Create reports with familiar desktop tools and Oracle enterprise datasources.

People have a thirst for information, whether it's the weekly sales figures, a list of customers who have outstanding service requests, or just a list of customers who placed orders in the last week. Combine this with the need to produce invoices, customer letters, settlement checks, or even data for business-to-business interchange, and you can see that a typical organization's need for reports is only going to increase as time goes by.

As the internet and service-oriented architectures permeate organizations, sources for our reports seem to multiply, and these days reports can be based on technologies such as XML and Web services as much as on relational databases such as Oracle Database 10g. End users typically want to receive their report output in a variety of formats, with Adobe PDF typically used for pixel-perfect presentation reports, HTML for reports delivered via the Web, and formats such as CSV and XML for exporting and loading into other systems.

To address these varied reporting needs and to add industry-leading reporting and publishing features to the Oracle Fusion Middleware family of products, Oracle Business Intelligence Publisher 10.1.3 includes Oracle Business Intelligence Publisher Enterprise, a complete set of reporting, authoring, and publishing tools that you can either install standalone or as an integrated part of Oracle Business Intelligence Suite Enterprise Edition. Oracle Business Intelligence Publisher Enterprise can be installed and run on a variety of J2EE-compliant application servers, including Oracle Application Server 10g.

Oracle Business Intelligence Publisher makes report publishing easy, by separating the data query from the report template, giving you the ability, for example, to create a single invoice retrieval query that is then associated, at runtime, with a variety of invoice templates to suit different categories of customers. Oracle Business Intelligence Publisher also handles multiple language translations and fonts, removing the need to purchase expensive single-use applications to print in particular languages or particular formats. Best of all, Oracle Business Intelligence Publisher uses familiar desktop tools such as Microsoft Word and Adobe Acrobat to lay out report templates, keeping the report building process within a familiar environment and reducing the requirement for training and additional software.

So once you've installed Oracle Business Intelligence Publisher, either standalone or as part of Oracle Business Intelligence Suite Enterprise Edition, how do you go about building some reports? In the following examples, you'll first create a warehouse inventory report and populate it by using data from the order entry (OE) sample schema. Then you'll see the integration between Oracle Business Intelligence Publisher and Oracle Business Intelligence Suite Enterprise Edition, using Oracle Business Intelligence Publisher to create a pixel-perfect report with an Oracle Business Intelligence Answers request.

Building a Database Report with a Parameter

Log in to the Oracle Business Intelligence Publisher Enterprise home page (the default username and password are Administrator/Administrator) to bring up a portal-style interface that shows the reports you can manage and run (see Figure 1).

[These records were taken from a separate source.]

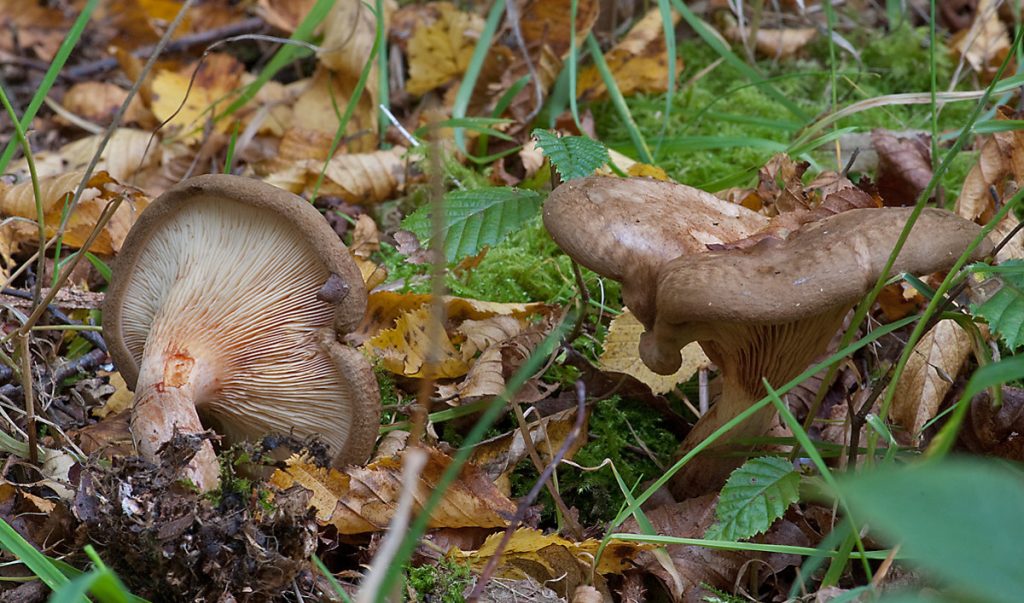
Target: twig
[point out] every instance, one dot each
(524, 504)
(29, 394)
(91, 336)
(89, 70)
(87, 361)
(527, 439)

The left side of the page provides a list of common tasks, and the main part of the page displays reports organized into folders and subfolders. To edit a folder, click the folder icon next to the folder name; to run a report, click the report name; to drill down further into folders and subfolders, click the folder name.

Before you can start building some reports, though, you need to configure Oracle Business Intelligence Publisher Enterprise to add a JDBC datasource, which will point to the database used for the first report. To do this, click the Admin tab (see Figure 1), locate the datasources area of the page, click JDBC Connection, and then click Add Data Source. Next, enter the details for your installation. The following are examples and placeholders for the datasource, URL, username, and password:
* Datasource name: oe_ds
* URL: jdbc.oracle.thin:@<hostname>:<port>:<sid>
* Username: oe
* Password: password
* Database driver class: oracle.jdbc.driver.OracleDriver

The reports in this article are designed to query the OE sample schema. For your system, provide the correct datasource name, URL, username, and password; click Test Connection to check whether the details you entered are correct; and click Apply to save the details. You are now ready to create your first report.

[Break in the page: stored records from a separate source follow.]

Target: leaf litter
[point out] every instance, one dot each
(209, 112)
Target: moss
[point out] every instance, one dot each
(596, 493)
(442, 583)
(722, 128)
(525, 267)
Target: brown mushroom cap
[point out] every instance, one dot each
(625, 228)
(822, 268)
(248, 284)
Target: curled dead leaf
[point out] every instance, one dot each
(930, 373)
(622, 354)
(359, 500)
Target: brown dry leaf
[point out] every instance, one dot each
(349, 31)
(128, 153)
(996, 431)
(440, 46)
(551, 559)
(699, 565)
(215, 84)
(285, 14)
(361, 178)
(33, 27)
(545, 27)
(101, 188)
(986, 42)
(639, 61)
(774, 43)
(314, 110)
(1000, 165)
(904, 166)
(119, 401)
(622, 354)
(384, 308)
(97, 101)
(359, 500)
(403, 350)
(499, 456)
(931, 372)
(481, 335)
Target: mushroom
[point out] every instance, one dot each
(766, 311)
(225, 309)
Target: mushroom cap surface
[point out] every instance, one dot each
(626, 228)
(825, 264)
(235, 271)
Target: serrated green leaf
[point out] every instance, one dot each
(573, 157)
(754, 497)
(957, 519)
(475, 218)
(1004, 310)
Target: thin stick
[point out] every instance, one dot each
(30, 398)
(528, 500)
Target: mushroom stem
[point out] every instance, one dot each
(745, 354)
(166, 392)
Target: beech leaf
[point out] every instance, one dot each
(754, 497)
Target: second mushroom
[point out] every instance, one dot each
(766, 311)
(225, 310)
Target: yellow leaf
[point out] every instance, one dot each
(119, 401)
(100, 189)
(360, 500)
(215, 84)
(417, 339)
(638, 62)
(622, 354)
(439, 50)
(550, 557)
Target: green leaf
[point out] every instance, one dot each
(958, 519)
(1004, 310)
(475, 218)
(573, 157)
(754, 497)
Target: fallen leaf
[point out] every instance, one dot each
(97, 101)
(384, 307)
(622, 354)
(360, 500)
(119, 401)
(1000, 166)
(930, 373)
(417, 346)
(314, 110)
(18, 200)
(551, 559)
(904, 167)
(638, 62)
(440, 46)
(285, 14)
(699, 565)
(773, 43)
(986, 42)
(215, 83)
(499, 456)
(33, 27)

The first report request is to create a warehouse inventory report in which the user can select a warehouse and see all the products and stock on hand. The data for this report will come from the OE.WAREHOUSES, OE.PRODUCTS, and OE.INVENTORIES tables. To start creating this report, first click the Reports tab to return to the Oracle Business Intelligence Publisher Enterprise home page, click the My Folders link, and then click Create a new report in the Folder and Report Tasks area. In the Enter Report Name field, enter the report name warehouse_inventories and click Create. The new report appears on the right side of the page; click the Edit link under the report name to start the data set report definition.

Oracle Business Intelligence Publisher Enterprise now displays the Data Set page, which includes a dynamic HTML interface that enables you to define the data model, lists of values, parameters, and templates associated with a report (see Figure 2).